Jet Pilot is a 1957 American Cold War romance film directed by Josef von Sternberg and starring John Wayne and Janet Leigh. It was written and produced by Jules Furthman, and presented by Howard Hughes. Filming lasted more than eighteen months, beginning in 1949. The last day of shooting was in May 1953, but the Technicolor film was kept out of release by Hughes due to his tinkering until October 1957, by which time Hughes had sold RKO. Universal-International ended up distributing Jet Pilot.

The film went through several directorial changes, after Sternberg's work between October 1949 and February 1950. After that, Philip Cochran (supervisor of aerial sequences), Furthman, Edward Killy (unit production manager), Byron Haskin (for the model work), and Don Siegel also directed scenes (Siegel's weren't used), as did Howard Hughes himself. All were uncredited as directors or second unit directors.

Although Jet Pilot was publicized as showcasing the U.S. Air Force's latest jets, by the time it was finally shown, most of the aircraft in the film were obsolescent or obsolete, supplanted by more modern aircraft. In one aerial scene, the two lead characters fly a Lockheed F-94 Starfire to test a radar approach to intercept a propeller driven Convair B-36 bomber.

Jet Pilot was reportedly Howard Hughes's favorite film, one he watched repeatedly in his later years.

Plot
A Soviet defector lands a jet fighter aircraft on an American airstrip. The base commander, Air Force Colonel Jim Shannon (John Wayne), is surprised to find that the pilot is an attractive woman, Lieutenant Anna Marladovna (Janet Leigh). When she asks for asylum, but refuses to disclose any military information, Shannon is assigned to seduce her. They fall in love. Worried about the possibility of Anna's deportation, Jim marries her without permission.

When they return from their unauthorized honeymoon, Major General Black (Jay C. Flippen) takes Jim aside and informs him that his new wife is a spy, sent to relay information back to the USSR. The Americans decide to play along, and escalate the situation.

Shannon goes home to tell Anna that she is to be imprisoned for years, then deported when she is finally released.
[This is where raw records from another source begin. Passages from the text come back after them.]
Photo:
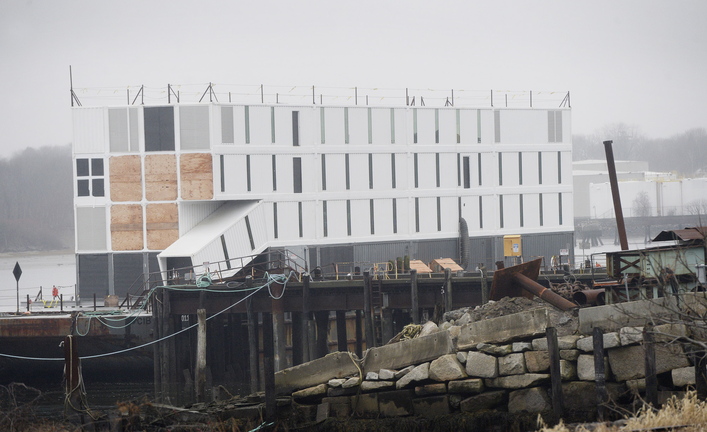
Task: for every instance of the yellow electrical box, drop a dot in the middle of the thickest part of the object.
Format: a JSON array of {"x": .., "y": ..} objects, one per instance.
[{"x": 512, "y": 245}]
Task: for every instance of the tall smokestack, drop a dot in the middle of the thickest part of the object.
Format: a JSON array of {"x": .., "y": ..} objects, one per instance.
[{"x": 615, "y": 194}]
To save her, they hatch an escape plan, steal an aircraft, and fly to Soviet airspace. Their arrival is not shown, but Anna is criticized for allowing Shannon to crash the more advanced American aircraft when Russian fighters closed in, rather than fighting back. She says that she considered shooting him, then decided that he would be more valuable for his knowledge than the plane would have been.

While they are there, Shannon discovers that Anna is pregnant. Shannon is then assigned to help test new aircraft, a pretext for drugging him and pumping him for information about American aircraft. He learns much about Soviet capabilities from the questions he is asked, while only giving up outdated information in return. When Anna discovers this, she initially plans to turn him in, but as she learns he is to be drugged into permanent insensibility, she lets her personal feelings override her sense of duty. Finding herself under suspicion, she disposes of the agent sent to keep an eye on her, steals an aircraft, and escapes back to the West with Shannon.

Cast
As appearing in Jet Pilot, (main roles and screen credits identified):

 John Wayne as Col. Jim Shannon
 Janet Leigh as Lt. Anna Marladovna Shannon / Capt. Olga Orlief
 Jay C. Flippen as Maj. Gen. Black
 Paul Fix as Maj. Rexford
 Richard Rober as FBI Agent George Rivers
 Roland Winters as Col. Sokolov
 Hans Conried as Col. Matoff
 Ivan Triesault as Gen. Dmitri Langrad

Production
Hughes intended to make a "jet-age" Hell's Angels to the extent that the flying scenes were the most important element, and led to his obsessive re-editing that stretched into years. The lead actors fretted that the screenplay was "silly", with Wayne only taking on the role because he thought it would make a political statement, but soon realized it would become "one of the worst films" he would ever make. Wayne would later recall, "The final budget was something like four million. It was just too stupid for words."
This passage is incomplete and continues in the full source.